Клуб остался далеко позади… Ему казалось, что он идет без цели, просто бродит по улицам наедине со своими путаными размышлениями… Казалось… На самом-то деле цель была… Он не думал о ней, он гнал эту мысль, но он знал, чего ищет… Он искал встречи с Чуриковым, он обходил стороной улицы, где его наверняка не могло быть, он ходил и ходил по тем, где надеялся его встретить.

И встретил.

Увидел заплывшую нездоровым жиром рожу там, где ей положено было быть. Чуриков выполз из магазина. В руках у него была авоська, из которой торчало темное горлышко посудины, ласково прозванной пьяницами «огнетушителем».

Славка подождал, пока Чуриков поравнялся с ним, и спросил:

— Помыться не хочешь, Чуриков?

Он не понял. Тогда Славка сказал:

— Значит, считаешь, что запонадобится ванночка? Так, что ли?

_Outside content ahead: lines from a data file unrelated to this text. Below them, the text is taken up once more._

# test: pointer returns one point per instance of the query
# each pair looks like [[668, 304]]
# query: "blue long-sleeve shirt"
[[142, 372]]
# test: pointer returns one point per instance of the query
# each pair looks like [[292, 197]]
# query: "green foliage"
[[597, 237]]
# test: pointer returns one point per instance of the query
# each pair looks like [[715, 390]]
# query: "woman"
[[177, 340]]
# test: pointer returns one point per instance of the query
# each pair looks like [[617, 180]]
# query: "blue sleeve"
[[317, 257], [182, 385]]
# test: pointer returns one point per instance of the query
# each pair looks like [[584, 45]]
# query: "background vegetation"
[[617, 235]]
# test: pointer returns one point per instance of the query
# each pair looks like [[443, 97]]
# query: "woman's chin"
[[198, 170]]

— Но-но, — прохрипел Чуриков, отступая и загораживаясь авоськой.

И тогда Славка его ударил. Он вложил в этот удар все, что накопилось в нем с утра. Он, наверное, ограничился бы этим ударом, если бы этот пьянчужка не стал защищаться. Плюнул бы и ушел. Но Чуриков бросил авоську, подхватил бутылку и запустил в Славку. Бутылка попала в грудь. Что-то хрустнуло, у Славки перехватило дыхание, на мгновение потемнело в глазах. И это решило все.

Анатомия человеческого тела для студента-медика открытая книга. Чуриковское тело в этом смысле не составляло исключения, болевые точки у Чурикова находились в тех местах, где им положено было быть. «За Анечку», — сказал Славка, направляя удар в челюсть. «За ванночку». — И его кулак обрушился на чуриковскую голову.

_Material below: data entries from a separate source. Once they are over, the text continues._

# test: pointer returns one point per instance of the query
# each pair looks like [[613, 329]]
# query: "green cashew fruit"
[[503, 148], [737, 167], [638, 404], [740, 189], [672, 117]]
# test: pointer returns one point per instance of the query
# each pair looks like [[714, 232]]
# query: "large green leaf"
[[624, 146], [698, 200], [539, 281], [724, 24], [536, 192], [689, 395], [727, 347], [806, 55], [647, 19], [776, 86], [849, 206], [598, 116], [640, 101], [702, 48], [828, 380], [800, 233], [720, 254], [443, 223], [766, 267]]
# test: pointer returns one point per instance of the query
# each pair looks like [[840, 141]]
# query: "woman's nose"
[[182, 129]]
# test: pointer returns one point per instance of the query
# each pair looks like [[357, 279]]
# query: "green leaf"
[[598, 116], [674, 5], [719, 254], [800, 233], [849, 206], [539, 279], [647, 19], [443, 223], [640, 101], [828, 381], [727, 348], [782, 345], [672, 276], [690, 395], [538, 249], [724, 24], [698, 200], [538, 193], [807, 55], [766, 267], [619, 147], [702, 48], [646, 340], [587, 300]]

Потом Леснев-младший долго плавал в каком-то красном тумане, вынырнуть из которого ему удалось только тогда, когда он оказался в квартире участкового инспектора. Славка сидел на стуле. А перед ним стоял Кириллов. На столе лапками кверху лежала жареная утка. Из глубины комнаты печально смотрела жена участкового. Сам он говорил Кириллову:

— Насилу оторвал… Чуриков — в больнице… Состояние скверное… Ничего не слышит, на вопросы не отвечает…

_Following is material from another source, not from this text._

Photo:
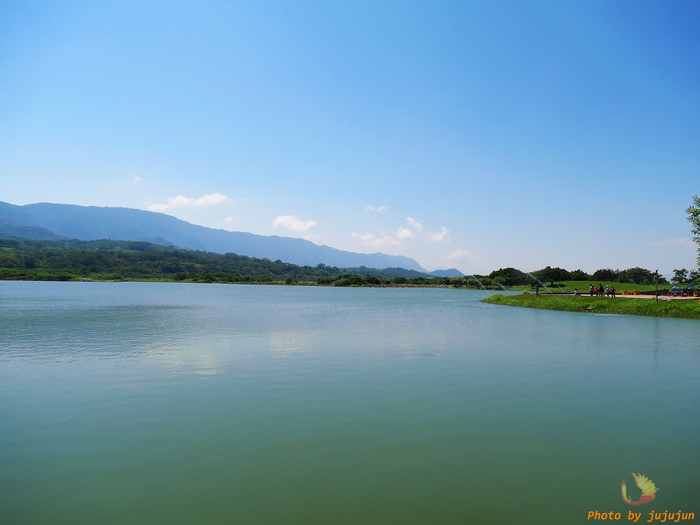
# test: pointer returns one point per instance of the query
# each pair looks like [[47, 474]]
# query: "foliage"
[[687, 309], [512, 276], [693, 212], [552, 275]]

— Синдром оглушенности, — сказала жена участкового из угла.

Кириллов смотрел задумчиво. Потом спросил:

— Намерены объясняться, студент?

— А зачем? — спросил Славка, рассматривая свои руки. Суставы пальцев были разбиты, но боли он еще не чувствовал.

— Вы изувечили человека, — сказал Кириллов хмуро.

— Он это заслужил.

Кириллов переглянулся с участковым.

— Все это, — сказал он, вздохнув, — несомненно сыплется из одного мешка. Отрыжка. Что же вы съели, студент, хотел бы я знать…

Что он съел? Сплетню, а на десерт получил «обывателя». Но не рассказывать же об этом Кириллову… «Синдром оглушенности»… Как иногда все странно выходит…

Он не ответил на вопрос следователя, только вяло поинтересовался:

— Меня арестовали?

Кириллов усмехнулся и сказал:

— В настоящий момент нет. Но суда вам не избежать.

— Факт, — подтвердил участковый, усиленно массируя скулу. Под глазом у него расплывалось сине-зеленое пятно.

Славка опустил взгляд и пробормотал:

— Извините, Михаил Савельевич, я не хотел…

— А ты знаешь, Леснев, что это значит — сопротивление при задержании, — проворчал участковый. — Подожди, узнаешь… За что избил Чурикова?

— Он знает…

— Мы тоже догадываемся, — сказал Кириллов. — Но неужели вы не понимаете, насколько все, что вы сотворили, глупо и бессмысленно?

— Может быть, — равнодушно ответил Славка. Какое-то безразличие охватило его. Хотелось уйти, лечь в постель и ни о чем не думать: ни о Люське, которая прогнала его, ни о Чурикове, ни о тюрьме, которая, видимо, была ему обеспечена в перспективе… Синдром оглушенности…

— Ладно, — сказал Кириллов. — Идите пока, а завтра подойдите ко мне.

— Во сколько?

— Часов в десять…

Семен Спицын пришел к Кириллову в гостиницу вечером. Дважды стукнув костяшками согнутых пальцев в дверь номера, он вошел и, густо откашлявшись, произнес: «Здравия желаем».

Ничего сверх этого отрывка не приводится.